Cumhuriyet, bir yönetim biçimi, rejimdir; demokrasi, cumhuriyetin uygulanış biçimlerinden biridir. Demokrasinin uygulanış biçimlerine baktığımızda, "dinî cumhuriyet", "sosyalist cumhuriyet", “oligarşik cumhuriyet" gibi bir çok görünümü ile karşılaşırız; ancak demokratik cumhuriyetlerin temel özelliği, yönetimi sağlayacak olan meclisin ve ülkeyi temsil edecek başkanın halk tarafından seçilmesidir. Ne var ki, İsveç'te, İngiltere'de olduğu gibi halkın seçmediği kral ya da kraliçeler, devleti temsil yetkisinde bulunabilmektedir. Çağımızda bu tür cumhuriyetlerde bile yönetim yetkisi halkın, yani halkın seçtiklerinin elindedir.
Böylesi demokrasilere "oligarşik demokrasi" denebilir. Bir cumhuriyetin demokratik cumhuriyet olabilmesi için o ülke halklarının, özgür iradeleri ile katılımcı olarak yönetim ve denetim süreçlerinde söz sahibi olması gerekir. Başka bir söyleyişle, halkın yönetim süreçlerine doğrudan katıldığı, sivil kurum, kuruluş ve kadroları ile farklı inanç ve kültürlerin, bir bütünlük (Mozaik örneği uygun bir benzetmedir) oluşturacak şekilde devlet yapılanmasını gerçekleştirmesi gerekir.

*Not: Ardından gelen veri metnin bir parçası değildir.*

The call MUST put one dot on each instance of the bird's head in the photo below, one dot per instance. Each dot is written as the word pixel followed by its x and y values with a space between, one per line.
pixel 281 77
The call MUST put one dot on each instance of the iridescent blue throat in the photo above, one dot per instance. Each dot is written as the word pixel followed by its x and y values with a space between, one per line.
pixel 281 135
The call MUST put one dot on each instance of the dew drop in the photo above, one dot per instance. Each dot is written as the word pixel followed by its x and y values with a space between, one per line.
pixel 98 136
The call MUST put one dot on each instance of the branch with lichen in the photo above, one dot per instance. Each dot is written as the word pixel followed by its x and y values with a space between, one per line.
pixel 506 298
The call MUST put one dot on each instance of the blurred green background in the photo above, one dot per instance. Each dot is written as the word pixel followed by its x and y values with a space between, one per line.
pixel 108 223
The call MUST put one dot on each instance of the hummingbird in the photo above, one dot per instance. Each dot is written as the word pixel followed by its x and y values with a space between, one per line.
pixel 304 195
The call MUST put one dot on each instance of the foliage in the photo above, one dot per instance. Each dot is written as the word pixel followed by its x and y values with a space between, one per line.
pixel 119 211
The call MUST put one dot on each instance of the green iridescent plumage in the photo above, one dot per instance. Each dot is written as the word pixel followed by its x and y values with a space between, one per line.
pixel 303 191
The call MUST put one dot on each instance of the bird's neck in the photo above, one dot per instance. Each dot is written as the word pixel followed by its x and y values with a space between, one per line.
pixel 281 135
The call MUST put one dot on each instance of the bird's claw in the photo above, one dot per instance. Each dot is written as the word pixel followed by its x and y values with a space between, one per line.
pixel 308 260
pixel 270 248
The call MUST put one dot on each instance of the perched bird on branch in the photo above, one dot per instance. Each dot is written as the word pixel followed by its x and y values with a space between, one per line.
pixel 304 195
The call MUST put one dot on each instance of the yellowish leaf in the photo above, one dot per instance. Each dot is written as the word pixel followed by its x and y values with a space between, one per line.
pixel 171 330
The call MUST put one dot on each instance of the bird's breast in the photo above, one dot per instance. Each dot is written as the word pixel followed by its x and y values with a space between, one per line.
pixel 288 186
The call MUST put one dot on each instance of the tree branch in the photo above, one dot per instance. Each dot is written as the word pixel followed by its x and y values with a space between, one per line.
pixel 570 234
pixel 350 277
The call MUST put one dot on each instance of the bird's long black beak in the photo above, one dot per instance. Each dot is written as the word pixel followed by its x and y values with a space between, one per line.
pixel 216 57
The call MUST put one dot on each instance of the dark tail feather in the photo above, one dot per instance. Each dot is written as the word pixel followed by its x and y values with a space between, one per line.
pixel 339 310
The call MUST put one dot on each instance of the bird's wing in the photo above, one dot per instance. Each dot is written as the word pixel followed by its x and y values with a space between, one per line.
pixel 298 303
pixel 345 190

Bu yapılandırmada "güçler ayrılığı" yani yasama, yürütme ve yargı erklerinin farklı organlar eliyle, birbirlerini denetleyerek yürütülmesi ölçütü ise demokrasinin olmazsa olmazlarındandır. Eğer yasama, yürütme ve yargı erkleri bir elde toplanıyorsa "güçler birliğinden" ayrı organlarca kullanılıyorsa "güçler ayrılığı"ndan söz ediyoruz, demektir. Ünlü düşünür John Locke, iktidarın gücünü yasama, yürütme ve "federatif" olarak ayırmaktadır. Federatif gücü ise, savaş ve barış dahil devletin kendi dışındaki kişilerle, topluluklarla her türlü işlemi yapma gücü olarak tanımlamaktadır... Bu ayrımda John Locke'ın amacı, iktidarın paylaşımını sağlayarak demokrasinin gelişmesini sağlamak, iktidara gelen kişilerin kendi tiranlıklarını kurmalarını engellemektir.

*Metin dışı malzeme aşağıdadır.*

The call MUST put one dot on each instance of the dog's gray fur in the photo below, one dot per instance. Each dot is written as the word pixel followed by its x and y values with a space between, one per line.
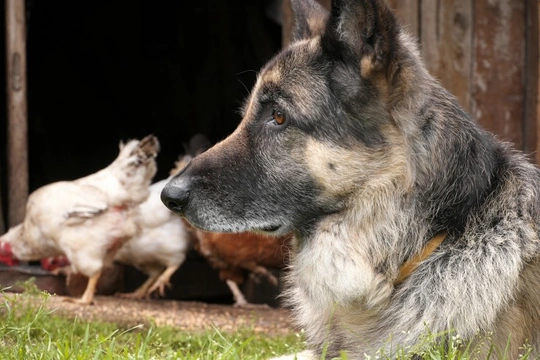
pixel 374 159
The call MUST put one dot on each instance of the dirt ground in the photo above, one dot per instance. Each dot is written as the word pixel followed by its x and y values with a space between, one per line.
pixel 184 315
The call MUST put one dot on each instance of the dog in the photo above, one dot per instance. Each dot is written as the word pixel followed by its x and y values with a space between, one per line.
pixel 407 216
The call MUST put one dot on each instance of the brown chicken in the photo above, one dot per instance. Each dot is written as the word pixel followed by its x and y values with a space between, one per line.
pixel 236 254
pixel 87 219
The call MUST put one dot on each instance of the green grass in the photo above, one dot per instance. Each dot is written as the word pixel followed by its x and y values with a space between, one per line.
pixel 28 330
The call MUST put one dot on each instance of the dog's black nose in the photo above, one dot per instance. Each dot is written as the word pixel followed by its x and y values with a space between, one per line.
pixel 175 196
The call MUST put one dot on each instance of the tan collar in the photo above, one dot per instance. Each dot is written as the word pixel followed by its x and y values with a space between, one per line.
pixel 410 265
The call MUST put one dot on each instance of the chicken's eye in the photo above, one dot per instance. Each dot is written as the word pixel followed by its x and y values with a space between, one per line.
pixel 278 117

Bizim demokrasimizin işleyememesinin nedeni, iktidara gelenlerin hemen tiranlaşması, Şark kurnazlıklarına yatması, meydanlarda, seçim bildirgelerinde verdiği sözleri tutmaması; ettiği vaatleri unutması ya da minare kılıfına sokması; iktidar gücünü paylaşamaması; yapmadıklarını yapmış gibi göstermesi, yalan dolan ve algı yönetimi ile anti demokratik uygulamalarını demokrasi uygulaması gibi göstermesidir. Bunda, halkımıza, "demokrasi"nin, ekonomik liberalizmle liberal demokrasinin ayrımını yapmadan, belki de bile isteye karıştırılarak sunulmasının vebali vardır. Belki de bu nedenle halkımız, 1950'den beri yöneticilerin tiranlaşmasında bir sakınca görmemektedir. Bunun nedeni de binlerce yıldır tek adamlarca yönetilmesi yanında İslamiyetten öğrendiği biat kültürüdür.
********
Not: Bizim, bilerek önemsediğimiz cumhuriyetimiz, çok partili hayata geçtiğimiz günlerden beri tiranlaşma eğilimi içindeydi. Tek adam rejimine geçtiğimizden beri ise bu tiranlaşmanın adı, “başkanlık rejimi”, “tek adam rejimi” adıyla anlatılır oldu.